Economists think they can cut the Gordian knot of the oil
supply/demand debate. Paul Krugman (along with others) has argued that
if the spot-market price exceeds the level at which production meets
end-user demand, inventories will rise—a far easier measurement to
track than trying to estimate world demand and supply.
Yet 2008 oil supplies remain within recent historical ranges, which
would mean that current prices reflect fundamental forces.
Ah, but there's a flaw in the analysis, as floor trader and columnist
Daniel Dicker noted:
>[O]il storage has been historically inelastic, no matter the
price. … [O]ver the last 4 years (and for most of my trading life)
forward [supplies] have always hovered between 50 and 55 days—storage
is expensive and limited, and just not efficacious.

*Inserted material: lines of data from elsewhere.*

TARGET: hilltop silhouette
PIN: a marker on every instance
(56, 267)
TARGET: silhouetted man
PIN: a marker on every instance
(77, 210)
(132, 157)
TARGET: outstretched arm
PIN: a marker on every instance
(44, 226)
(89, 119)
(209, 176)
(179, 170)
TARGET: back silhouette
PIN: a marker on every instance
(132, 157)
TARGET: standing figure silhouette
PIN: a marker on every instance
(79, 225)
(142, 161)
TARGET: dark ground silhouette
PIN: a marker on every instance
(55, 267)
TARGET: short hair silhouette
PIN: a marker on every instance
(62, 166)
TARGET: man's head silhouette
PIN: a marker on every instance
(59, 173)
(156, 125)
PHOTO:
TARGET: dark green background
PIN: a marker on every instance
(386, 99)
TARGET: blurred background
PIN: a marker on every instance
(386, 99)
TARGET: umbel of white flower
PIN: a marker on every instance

>This is why … supply arguments are often overblown … supplies
remain closely aligned to demand and rarely overrun—as OPEC members
have time and again explained but are ignored.<
In other words, if prices are excessive, oil gets inventoried, all
right, but in the ground. Which explains the keen interest in finding
out how much is really there. Just don't hold your breath waiting for
a precise answer.
--
Jim Devine / "Segui il tuo corso, e lascia dir le genti." (Go your own
way and let people talk.) -- Karl, paraphrasing Dante.